Out of approximately 500 students, 12% said they couldn’t afford products and 13% reported skipping class or work because they didn’t have the sanitary products they needed. Similarly, 49% reported starting their periods on campus outside of residence halls and being unable to find products. 

“I have experienced that,” said Emma Cihanowyz, a third year student at Penn State. “You know, you’re in class and your period starts, and I didn’t bring anything with me and I’m too nervous to ask one of my peers, so I had to go home. And that happens clearly to a lot of students at Penn State.”

Cihanowyz is vice president of advocacy for Penn State’s Days for Girls club, which has been working alongside the student government to push for free products across campus. This fall, she said the club will be working alongside the university’s new director of health services to “prioritize product access” on campus.

It’s often the case that student governments are the ones leading the way for easy access to sanitary products. That’s how it has been at the University of Illinois Urbana-Champaign (UIUC), where the Illinois Student Government had previously been taking on the financial burden of supplying free sanitary products to students through its Menstrual Progress task force. 

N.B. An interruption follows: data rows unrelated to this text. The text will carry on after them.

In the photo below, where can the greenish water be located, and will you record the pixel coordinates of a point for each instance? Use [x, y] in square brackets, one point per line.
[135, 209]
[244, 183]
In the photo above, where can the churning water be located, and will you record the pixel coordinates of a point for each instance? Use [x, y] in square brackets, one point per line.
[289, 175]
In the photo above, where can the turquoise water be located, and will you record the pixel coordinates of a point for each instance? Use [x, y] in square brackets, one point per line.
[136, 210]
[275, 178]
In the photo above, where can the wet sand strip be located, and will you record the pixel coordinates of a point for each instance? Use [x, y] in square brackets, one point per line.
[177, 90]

“Basically, the student government has been fighting for free products on campus for the past three to four years,” said Cici Teng, a rising senior who founded Code Red UIUC, a new period advocacy group that will be taking on the responsibilities of the student government task force this fall.

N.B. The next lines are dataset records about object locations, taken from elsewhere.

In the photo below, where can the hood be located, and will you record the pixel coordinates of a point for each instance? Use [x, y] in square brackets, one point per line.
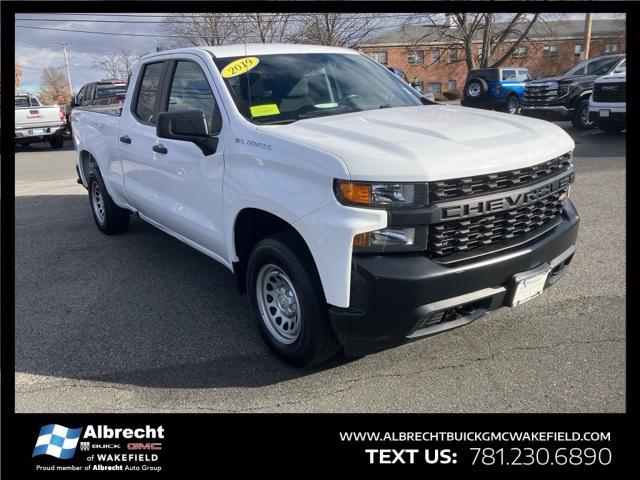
[431, 142]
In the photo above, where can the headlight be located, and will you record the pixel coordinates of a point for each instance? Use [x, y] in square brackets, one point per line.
[381, 195]
[391, 239]
[566, 89]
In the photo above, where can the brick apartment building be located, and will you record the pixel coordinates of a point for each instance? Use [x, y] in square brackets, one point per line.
[551, 49]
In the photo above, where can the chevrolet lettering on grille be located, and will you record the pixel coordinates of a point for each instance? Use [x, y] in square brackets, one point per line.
[505, 201]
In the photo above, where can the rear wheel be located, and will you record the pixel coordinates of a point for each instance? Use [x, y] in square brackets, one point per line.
[513, 106]
[476, 88]
[109, 218]
[287, 301]
[580, 119]
[56, 141]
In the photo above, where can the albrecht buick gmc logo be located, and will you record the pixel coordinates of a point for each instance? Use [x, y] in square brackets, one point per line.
[106, 432]
[61, 442]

As a civil and environmental engineering major, Teng’s studies don’t exactly overlap with period equity. But after discovering a PERIOD chapter at Brandeis University through a friend on LinkedIn, she said it “just kind of made me furious that nothing like it existed here.” 

Cici TengCici Teng

While Illinois is one of four states that requires free tampons and pads be provided at middle and high schools, that law doesn’t apply to universities. And while the university is working on converting its coin-operated dispensers into free dispensers, Teng said she still encounters people who think that funding sanitary products isn’t necessary at the university. 

“Many have been just extremely open when talking about periods and sharing very intimate personal experiences,” she said. “But when the topic is brought up to other people, like people in charge of making decisions who are often not women, you can definitely still feel the stigma around it.”

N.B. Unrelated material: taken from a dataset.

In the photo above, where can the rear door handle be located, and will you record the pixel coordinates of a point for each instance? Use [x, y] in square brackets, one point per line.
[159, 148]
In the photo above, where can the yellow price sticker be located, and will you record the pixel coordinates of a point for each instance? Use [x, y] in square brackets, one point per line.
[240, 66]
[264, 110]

Cihanowyz has run into similar issues with her own peers, saying that she often loses followers on Instagram each time she posts about period equity. Her course of action, she said, is to remain confident when talking about menstruation, similar to how Medley made a public celebration out of period equity at Lincoln University.

“We were intentional about celebrating the menstrual cycle, so that when the hub opened, you would not have that stigma or that feeling of, ‘Oh my gosh, I don’t want to go there,’” she said. “… This is not something that should be shied away in a corner.”

But while Gupta says she is heartened to see the action being taken by students and nonprofits across the country, she wishes more legislators would pick up the weight.

“It shouldn’t just be that you happen to go to a university that has decided that this is an issue to have this basic need,” she said. “It should be something that’s really coming from the federal level.”

Things could be slowly changing though. In late May, Rep. Grace Meng, D-NY, cited Gupta’s study when introducing the Menstrual Equity for All Act of 2021 to Congress. Of of the act’s several components, one includes incentivizing colleges and universities to implement pilot programs that provide free menstrual products to students.

In announcing the act, Meng put it simply: “No student should have to choose between their education or their dignity.”